Pearlington recovery at a glance
• The community no longer looks like a war zone. Debris from demolished homes and trashed personal belongings are no longer heaped along the streets.• Construction of new houses is under way on the large, tree-filled lots that dominate the community. Officials estimate that 35 to 40 percent of houses are habitable from reconstruction or new building.• A handful of businesses are operating, including a convenience store/gas station and Turtle Landing, the community’s only bar and restaurant. An automotive body shop reopened, as did a beauty parlor.

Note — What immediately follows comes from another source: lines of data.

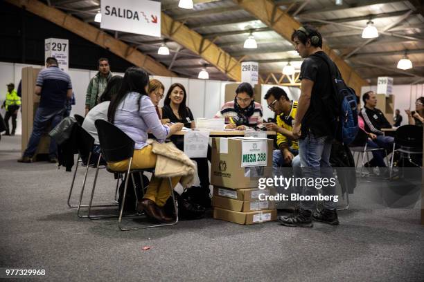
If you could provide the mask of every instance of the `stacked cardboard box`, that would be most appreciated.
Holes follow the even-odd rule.
[[[243,225],[274,220],[274,203],[259,198],[274,190],[258,188],[259,178],[271,176],[272,164],[270,139],[213,138],[213,218]]]

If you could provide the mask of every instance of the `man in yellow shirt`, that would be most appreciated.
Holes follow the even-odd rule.
[[[6,126],[6,132],[5,135],[15,135],[16,131],[16,118],[17,112],[21,106],[21,97],[17,95],[16,90],[15,90],[15,84],[10,83],[8,84],[8,92],[6,93],[6,99],[4,101],[1,108],[6,107],[6,113],[4,115],[4,122]],[[12,132],[9,130],[9,119],[12,118]]]
[[[272,169],[276,171],[281,167],[300,167],[299,141],[293,136],[292,124],[297,111],[297,101],[290,101],[280,87],[272,87],[265,95],[268,108],[276,114],[276,124],[266,124],[267,129],[276,131],[277,147],[272,152]]]

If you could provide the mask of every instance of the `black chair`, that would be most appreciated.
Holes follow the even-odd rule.
[[[88,216],[81,216],[80,215],[80,208],[81,207],[89,207],[88,205],[81,205],[82,200],[82,195],[84,194],[84,189],[85,187],[85,183],[87,181],[87,178],[88,176],[89,167],[94,167],[93,164],[90,164],[92,157],[93,149],[94,147],[94,138],[88,133],[85,129],[79,125],[76,124],[76,134],[77,135],[76,138],[76,147],[77,151],[78,153],[78,158],[77,160],[75,171],[73,172],[73,177],[72,178],[72,183],[71,185],[71,188],[69,189],[69,194],[68,195],[68,206],[69,207],[78,207],[78,215],[80,218],[88,217]],[[100,157],[99,157],[100,159]],[[78,169],[78,165],[81,164],[82,166],[85,166],[85,173],[84,174],[84,179],[82,180],[82,187],[81,188],[81,192],[80,195],[80,199],[78,201],[78,205],[72,205],[70,203],[71,197],[72,195],[72,190],[73,189],[73,185],[75,183],[75,179],[76,177],[77,171]],[[118,182],[119,182],[119,179],[118,179]],[[118,184],[117,184],[118,185]],[[113,207],[116,206],[116,204],[114,205],[96,205],[95,207]]]
[[[405,155],[406,155],[411,163],[418,167],[422,167],[414,162],[411,159],[411,155],[423,153],[423,130],[421,126],[411,124],[403,125],[396,129],[393,143],[393,154],[390,161],[390,178],[391,178],[395,151],[400,153],[399,160],[402,159],[403,162],[404,162]],[[395,149],[395,146],[398,148]]]
[[[134,188],[134,192],[136,198],[137,198],[137,193],[136,191],[136,183],[133,177],[133,173],[143,173],[145,171],[153,173],[154,169],[131,169],[131,164],[132,163],[132,156],[134,154],[134,142],[131,138],[126,135],[123,131],[116,127],[115,125],[110,122],[105,120],[97,120],[95,122],[96,128],[98,133],[98,140],[100,146],[100,156],[102,156],[105,160],[107,162],[120,162],[130,159],[128,167],[126,171],[115,171],[109,168],[107,168],[107,171],[111,173],[125,173],[125,186],[123,191],[123,196],[122,198],[122,203],[121,205],[121,210],[119,211],[119,217],[118,220],[118,225],[119,229],[123,231],[133,230],[136,229],[142,228],[150,228],[156,227],[159,226],[167,226],[173,225],[178,222],[178,210],[175,203],[175,198],[174,198],[173,187],[170,178],[168,178],[169,186],[171,189],[171,196],[173,197],[173,202],[174,203],[174,210],[175,212],[175,220],[169,223],[157,224],[153,225],[147,226],[139,226],[135,227],[127,228],[123,226],[122,218],[124,210],[124,206],[125,203],[125,196],[127,195],[127,188],[128,186],[128,178],[132,177],[132,183]],[[96,171],[96,176],[94,178],[94,183],[93,185],[93,189],[91,191],[91,197],[90,198],[91,205],[93,200],[93,196],[94,194],[94,188],[96,185],[96,181],[97,180],[97,173],[98,172],[98,168]],[[144,185],[141,181],[141,190],[144,191]],[[136,198],[136,200],[138,200]],[[89,211],[90,207],[89,207]]]
[[[362,171],[364,169],[364,160],[366,158],[366,162],[369,162],[369,158],[368,157],[368,153],[376,151],[385,151],[384,148],[369,148],[366,142],[368,141],[368,134],[363,130],[360,129],[357,131],[357,134],[355,138],[355,140],[352,143],[349,144],[349,149],[353,153],[353,159],[355,159],[355,153],[357,153],[356,162],[355,162],[355,167],[357,167],[359,162],[360,156],[362,158],[362,166],[360,171],[360,181],[362,176]],[[389,164],[389,159],[387,158],[388,154],[386,153],[386,161]]]
[[[75,118],[78,124],[82,126],[82,122],[84,122],[84,117],[76,113],[75,115],[73,115],[73,118]]]

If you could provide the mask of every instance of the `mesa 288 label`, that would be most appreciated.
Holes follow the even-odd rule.
[[[268,160],[266,139],[242,141],[241,167],[265,167]]]

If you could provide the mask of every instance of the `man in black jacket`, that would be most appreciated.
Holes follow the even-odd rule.
[[[391,136],[385,136],[384,133],[381,131],[382,129],[391,129],[391,125],[382,111],[376,108],[377,106],[376,94],[373,91],[365,93],[362,96],[362,101],[365,106],[361,110],[360,115],[365,122],[365,131],[377,135],[373,142],[380,148],[385,148],[389,152],[391,151],[394,139]],[[368,164],[365,164],[369,166]]]

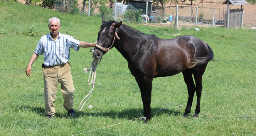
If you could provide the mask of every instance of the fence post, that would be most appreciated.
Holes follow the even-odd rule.
[[[146,18],[145,18],[145,22],[146,23],[147,23],[147,18],[148,18],[148,2],[147,2],[146,5]],[[149,18],[148,18],[149,20]]]
[[[65,11],[65,0],[63,0],[63,11]]]
[[[213,27],[214,26],[214,10],[215,9],[213,9],[213,11],[212,12],[212,27]]]
[[[178,5],[176,5],[176,16],[175,18],[174,27],[178,28]]]
[[[116,0],[115,1],[115,20],[116,21]]]
[[[195,26],[197,26],[197,12],[198,11],[198,7],[197,7],[197,10],[195,12]]]
[[[229,1],[227,1],[227,28],[229,28]]]
[[[163,6],[163,18],[164,19],[165,19],[165,0],[164,1],[164,5]]]
[[[90,17],[90,5],[91,5],[91,0],[89,0],[89,6],[88,8],[88,16]]]
[[[243,9],[243,11],[242,12],[242,20],[241,20],[241,27],[243,27],[243,22],[244,20],[244,9]]]

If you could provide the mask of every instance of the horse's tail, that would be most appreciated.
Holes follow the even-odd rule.
[[[213,51],[212,51],[212,49],[210,47],[209,45],[207,43],[206,44],[207,44],[207,46],[210,50],[209,54],[204,57],[194,58],[192,58],[190,61],[189,65],[188,67],[188,68],[193,68],[199,65],[207,63],[211,60],[214,61],[213,60],[213,56],[214,56]]]

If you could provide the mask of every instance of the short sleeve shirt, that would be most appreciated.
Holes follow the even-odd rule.
[[[34,52],[44,54],[44,63],[46,66],[66,64],[70,58],[70,48],[78,51],[80,42],[71,36],[59,32],[54,41],[50,33],[41,37]]]

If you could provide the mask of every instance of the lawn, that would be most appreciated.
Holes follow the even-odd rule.
[[[40,37],[49,32],[49,19],[60,18],[61,33],[94,43],[101,18],[2,0],[0,13],[0,135],[256,135],[256,32],[253,30],[202,27],[197,31],[123,22],[163,39],[176,37],[177,34],[191,35],[210,45],[218,61],[209,62],[203,76],[199,118],[192,117],[195,95],[192,113],[188,118],[182,116],[188,95],[180,73],[154,79],[150,124],[138,119],[128,121],[143,115],[142,102],[126,60],[115,48],[103,56],[92,94],[79,111],[81,101],[92,87],[87,84],[89,73],[83,70],[93,61],[88,48],[71,50],[76,118],[69,117],[63,107],[60,86],[54,103],[56,113],[49,120],[44,113],[43,56],[32,65],[30,77],[25,71]],[[34,24],[33,29],[39,35],[23,35]],[[89,105],[92,108],[88,108]]]

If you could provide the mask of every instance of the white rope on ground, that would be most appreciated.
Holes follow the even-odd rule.
[[[161,110],[163,110],[163,109],[169,109],[169,108],[171,108],[170,107],[170,108],[165,108],[162,109],[160,109],[158,110],[157,111],[155,111],[155,112],[153,112],[153,113],[156,113],[156,112],[158,112],[158,111],[161,111]],[[96,131],[96,130],[99,130],[99,129],[103,129],[103,128],[106,128],[110,127],[111,127],[111,126],[114,126],[117,125],[118,125],[118,124],[121,124],[124,123],[126,123],[126,122],[127,122],[130,121],[133,121],[133,120],[135,120],[135,119],[138,119],[138,118],[135,118],[135,119],[131,119],[131,120],[129,120],[129,121],[125,121],[125,122],[122,122],[122,123],[118,123],[118,124],[115,124],[112,125],[111,125],[111,126],[105,126],[105,127],[103,127],[103,128],[98,128],[98,129],[94,129],[94,130],[91,130],[91,131],[87,131],[87,132],[86,132],[82,133],[79,133],[79,134],[75,134],[75,135],[72,135],[71,136],[77,136],[77,135],[79,135],[79,134],[84,134],[84,133],[89,133],[89,132],[92,132],[92,131]]]
[[[87,82],[87,84],[88,84],[88,85],[90,85],[92,83],[93,84],[93,88],[92,88],[91,90],[89,92],[89,93],[86,95],[84,98],[81,101],[81,102],[80,102],[80,104],[79,105],[79,111],[81,111],[82,110],[82,109],[83,109],[83,108],[84,107],[84,105],[85,104],[85,103],[87,101],[87,100],[88,99],[89,99],[89,97],[91,96],[91,94],[92,92],[93,92],[93,88],[94,88],[94,85],[95,85],[95,80],[96,79],[96,68],[97,68],[97,66],[98,66],[99,64],[101,62],[101,60],[95,60],[94,59],[93,59],[93,62],[91,63],[91,69],[88,69],[88,68],[84,68],[83,70],[84,71],[85,71],[85,73],[86,73],[88,72],[88,71],[91,71],[90,72],[90,75],[89,75],[89,77],[88,78],[88,81]],[[91,83],[89,83],[89,81],[90,80],[90,78],[91,77]],[[82,107],[81,107],[81,108],[80,109],[80,106],[81,106],[81,104],[82,104],[82,103],[83,101],[84,101],[85,98],[86,98],[87,96],[88,97],[86,99],[86,100],[84,101],[84,104],[83,104],[83,106],[82,106]]]

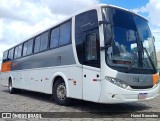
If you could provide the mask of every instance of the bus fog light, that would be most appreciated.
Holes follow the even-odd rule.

• Several churches have reopened or are under renovation. Congregations that lost their churches are borrowing space for services.• The Pearlington Recovery Center is a hub of activity. The old school gym has been converted to a warehouse for tools, construction supplies and dry goods. The old library is a dorm for volunteers.• Volunteer work groups still come to Pearlington, although numbers ebb and flow. Two student groups from the Roaring Fork Valley – one from Aspen High School and another from Colorado Rocky Mountain School in Carbondale – spent time there this spring. Pearlington residents universally praise the volunteers for getting the town back on its feet.
• Despite the obvious progress, closer inspection of the town shows how much remains to be done. A handful of houses haven’t been touched since the Aug. 29, 2005, storm. Numerous others have been gutted but there are no signs that the owners are going to renovate them.• Some volunteer efforts are losing steam. Numerous homes that depend on volunteer labor and materials are on hold after being partially built. The Roaring Fork Valley’s Pearlington Project: Mountains to Mississippi is out of money. Its short-term goal is to raise $75,000 to maintain a presence in Pearlington through January. • The post office hasn’t indicated yet if it will rebuild in town. There is one bank of mailboxes isolated in the middle of town for a small number of residents. Many others must drive to the town of Bay St. Louis, 20 miles away, for mail.
• The school district closed and tore down the damaged elementary school, the keystone of Pearlington’s social structure. The town didn’t have a middle school or high school before the storm. Now even the small kids are bused to a consolidated school several miles away.• Some major cleanup remains. A tugboat remains grounded where it came to rest on dry land in a residential area. Smaller boats litter the woods. Other odd sights remains, like a refrigerator stuck 10 feet up in a tree and a vacuum cleaner standing in the bayou.• Stagnant water pools in places where residents say it never collected before the storm. Mosquitoes and gnats abound, although locals say it isn’t as bad as last year.
• Disgust and despair over the actions of insurance companies and local, state and federal governments are widespread. Everyone interviewed said they received only small settlements from their insurers. The companies contend most homes were damaged by the water that swamped the town as part of the storm surge; that type of loss wasn’t covered.• People complain about the length of time it has taken a combined state and federal effort to distribute grants designed to partially offset homeowner losses from the storm. People in heavily impacted areas like Pearlington have filled out reams of paperwork but still don’t know how much they will receive.
• Controversy abounds over a proposal to establish a special taxing district for a sewer system. Homes now rely on private septic systems. The fire chief claimed many of those systems have failed and raw sewage water flows into ditches.• Many people remain housed in small trailers supplied by the Federal Emergency Management Agency. There are widespread reports of mold growing in the cramped quarters. • Squabbling inherent in a small town in the best of times has intensified post-Katrina. Some residents contend that assistance is dictated more by the good ol’ boy network than pure need.